The Shimmering Go-Between is one weird-ass book. Some literary novels are finicky when it comes to genre. Great authors don't care about genre. Genre is an aftereffect, something that the reader or critic uses to categorize what they are reading. I believe great authors don't write for an audience they write for the story itself. As I got into The Shimmering Beyond, I was trying to put it in a category, a genre, to help me wrap my head around what I was reading. Initially, I found several aspects of it disturbing and creepy, so I thought it was close to Bizarro fiction. However, it doesn't have that hyper energy of most Bizarro. It's actually rather relaxed and comfortable in style. After I got deeper into the book, I realized it was more closely related to magical realism such as that by Gabriel García Márquez. Real normal(ish) people living with magical, inexplicable events.

In this case, several key magical elements of the story relate to sexual behavior and sexual habits. A lot revolves around sex. There is strange sex, and strange things result from the sex. There was a degree of tension about sex in the book, symbolic representations of the unexpected or undesirable consequences that can occur as a result. Sex is not always free of entanglements. But sex is complicated and the result can also be happiness or a positive relationship in some form. And fetishes are often an outcome of various unrequited emotional needs, starting in childhood and affected by both family, friends and culture.

It wasn't obvious to me the meaning or purpose of the magical elements of the story, but that didn't detract from the enjoyment of them. These odd occurrences did leave me with some thoughts to ponder. Are there perhaps worlds living within us, that we don't even know are there? Potentialities or personalities? Multiple personalities live inside each of us in our various roles as humans? There is often talk of consciousness as not a coherent singular self, but a multitude of vying impulses that are amalgamated into an illusory identity. Sometimes I wonder if that's not just linguistic gameplay. How is an illusory self any different from an actual self? I mean, not a soul, of course, but every thought is an illusion because it's an abstract representation of electrochemical reactions. From sight to smell to words and ideas, they are all just illusions. So...saying the self is an illusion, I say...sure...as much an illusion as anything in the brain, which includes everything you experience.

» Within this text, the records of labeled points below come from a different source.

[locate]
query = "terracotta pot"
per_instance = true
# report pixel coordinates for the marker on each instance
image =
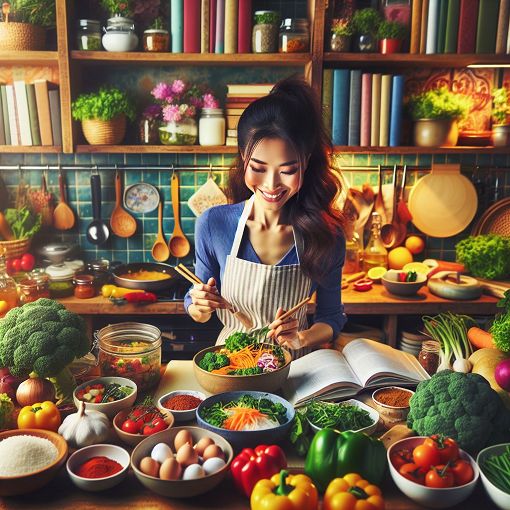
(436, 132)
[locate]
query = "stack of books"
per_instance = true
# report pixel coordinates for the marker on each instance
(239, 97)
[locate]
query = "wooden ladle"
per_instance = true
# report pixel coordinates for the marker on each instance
(160, 250)
(121, 222)
(178, 244)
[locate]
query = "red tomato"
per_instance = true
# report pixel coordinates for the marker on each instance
(448, 447)
(462, 472)
(426, 456)
(439, 477)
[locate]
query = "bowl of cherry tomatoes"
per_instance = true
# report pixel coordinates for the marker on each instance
(433, 471)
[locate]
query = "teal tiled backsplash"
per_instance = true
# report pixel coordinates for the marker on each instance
(138, 247)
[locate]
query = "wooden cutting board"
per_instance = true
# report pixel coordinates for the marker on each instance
(444, 202)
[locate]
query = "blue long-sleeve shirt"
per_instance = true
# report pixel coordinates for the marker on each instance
(214, 235)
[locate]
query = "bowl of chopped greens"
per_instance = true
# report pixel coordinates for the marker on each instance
(247, 418)
(108, 395)
(242, 363)
(349, 415)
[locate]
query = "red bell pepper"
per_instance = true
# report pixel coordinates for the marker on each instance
(254, 464)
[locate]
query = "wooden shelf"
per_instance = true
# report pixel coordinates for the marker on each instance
(212, 59)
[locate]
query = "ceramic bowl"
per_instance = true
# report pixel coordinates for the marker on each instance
(218, 383)
(374, 415)
(134, 439)
(391, 284)
(248, 438)
(499, 497)
(22, 484)
(109, 408)
(111, 451)
(428, 496)
(188, 414)
(180, 488)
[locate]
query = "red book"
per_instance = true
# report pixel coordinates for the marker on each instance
(192, 26)
(468, 20)
(244, 27)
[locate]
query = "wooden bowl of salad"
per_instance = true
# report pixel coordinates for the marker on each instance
(236, 367)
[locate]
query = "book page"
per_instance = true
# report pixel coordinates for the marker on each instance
(374, 362)
(317, 373)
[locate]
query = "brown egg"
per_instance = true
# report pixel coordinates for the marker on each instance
(170, 470)
(182, 437)
(186, 455)
(213, 450)
(149, 466)
(203, 444)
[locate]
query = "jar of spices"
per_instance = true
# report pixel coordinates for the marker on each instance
(294, 36)
(429, 356)
(156, 40)
(211, 127)
(89, 35)
(265, 32)
(84, 286)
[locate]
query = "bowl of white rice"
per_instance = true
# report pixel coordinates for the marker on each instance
(29, 459)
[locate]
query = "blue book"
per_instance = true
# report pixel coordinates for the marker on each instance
(340, 127)
(177, 25)
(397, 98)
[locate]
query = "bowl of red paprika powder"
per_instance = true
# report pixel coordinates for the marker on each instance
(181, 403)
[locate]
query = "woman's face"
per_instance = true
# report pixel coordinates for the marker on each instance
(273, 173)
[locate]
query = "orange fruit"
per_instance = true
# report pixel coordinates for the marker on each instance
(399, 257)
(415, 244)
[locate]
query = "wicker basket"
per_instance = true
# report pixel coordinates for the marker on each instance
(104, 132)
(16, 248)
(21, 37)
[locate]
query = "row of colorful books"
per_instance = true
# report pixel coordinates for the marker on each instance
(210, 26)
(363, 109)
(460, 26)
(30, 113)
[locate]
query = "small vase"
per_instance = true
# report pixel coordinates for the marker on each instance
(184, 132)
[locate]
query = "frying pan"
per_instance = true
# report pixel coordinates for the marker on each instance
(148, 285)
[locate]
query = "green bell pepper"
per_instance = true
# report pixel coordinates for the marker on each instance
(334, 454)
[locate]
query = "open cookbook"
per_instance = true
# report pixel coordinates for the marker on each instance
(327, 374)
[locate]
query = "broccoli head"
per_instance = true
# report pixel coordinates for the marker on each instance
(461, 406)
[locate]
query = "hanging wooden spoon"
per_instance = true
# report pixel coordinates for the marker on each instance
(63, 215)
(160, 250)
(122, 223)
(178, 244)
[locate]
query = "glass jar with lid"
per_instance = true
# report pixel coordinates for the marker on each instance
(132, 350)
(89, 35)
(294, 36)
(211, 127)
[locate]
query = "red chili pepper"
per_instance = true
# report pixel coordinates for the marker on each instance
(252, 465)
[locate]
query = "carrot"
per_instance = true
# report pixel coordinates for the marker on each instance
(480, 338)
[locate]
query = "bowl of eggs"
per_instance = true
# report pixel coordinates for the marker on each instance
(182, 462)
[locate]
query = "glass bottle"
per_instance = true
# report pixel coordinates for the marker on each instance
(375, 254)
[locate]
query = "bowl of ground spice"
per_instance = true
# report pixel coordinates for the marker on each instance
(392, 403)
(182, 404)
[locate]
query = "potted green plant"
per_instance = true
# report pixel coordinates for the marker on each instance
(436, 113)
(501, 117)
(390, 35)
(24, 22)
(365, 23)
(103, 115)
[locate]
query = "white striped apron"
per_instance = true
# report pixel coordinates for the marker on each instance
(259, 290)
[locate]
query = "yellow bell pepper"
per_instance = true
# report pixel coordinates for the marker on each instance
(43, 415)
(285, 492)
(352, 493)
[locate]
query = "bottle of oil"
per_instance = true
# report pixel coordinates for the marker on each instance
(375, 254)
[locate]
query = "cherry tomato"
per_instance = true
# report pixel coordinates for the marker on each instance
(448, 447)
(439, 477)
(426, 456)
(462, 472)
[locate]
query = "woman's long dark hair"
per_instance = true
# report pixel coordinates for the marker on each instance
(292, 113)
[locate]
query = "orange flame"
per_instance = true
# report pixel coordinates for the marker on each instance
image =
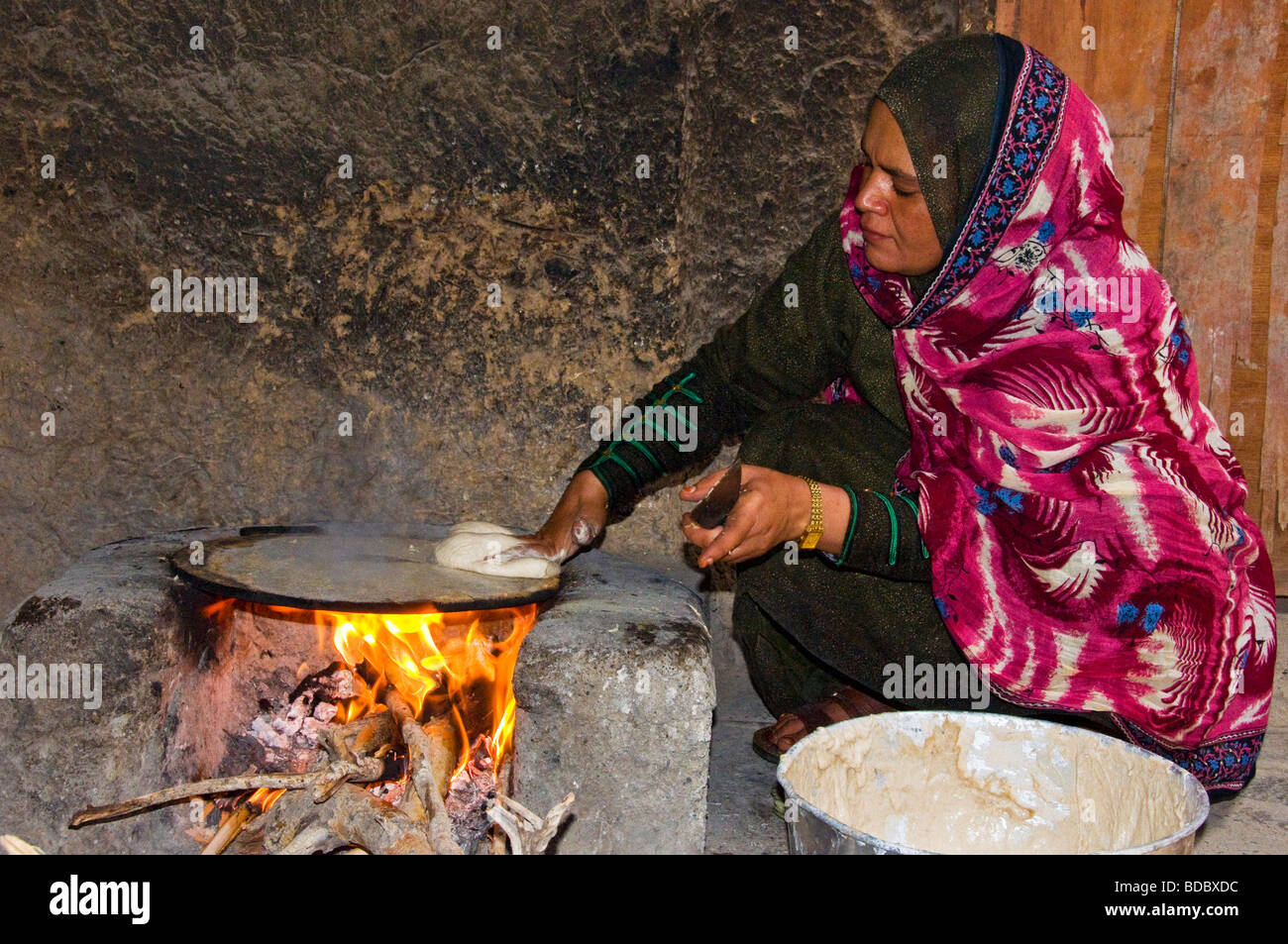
(442, 664)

The Shimmering Go-Between also made me reflect on how every being we encounter leaves some mark on us, some remnant of themselves, whether it be a wisp or an evolution or a bludgeon. Art itself (and writing) is a form of delayed communication that can interact with numerous individuals and have this same effect on who you are. I think the oddity that is The Shimmering Go-Between will leave a lingering impression on you.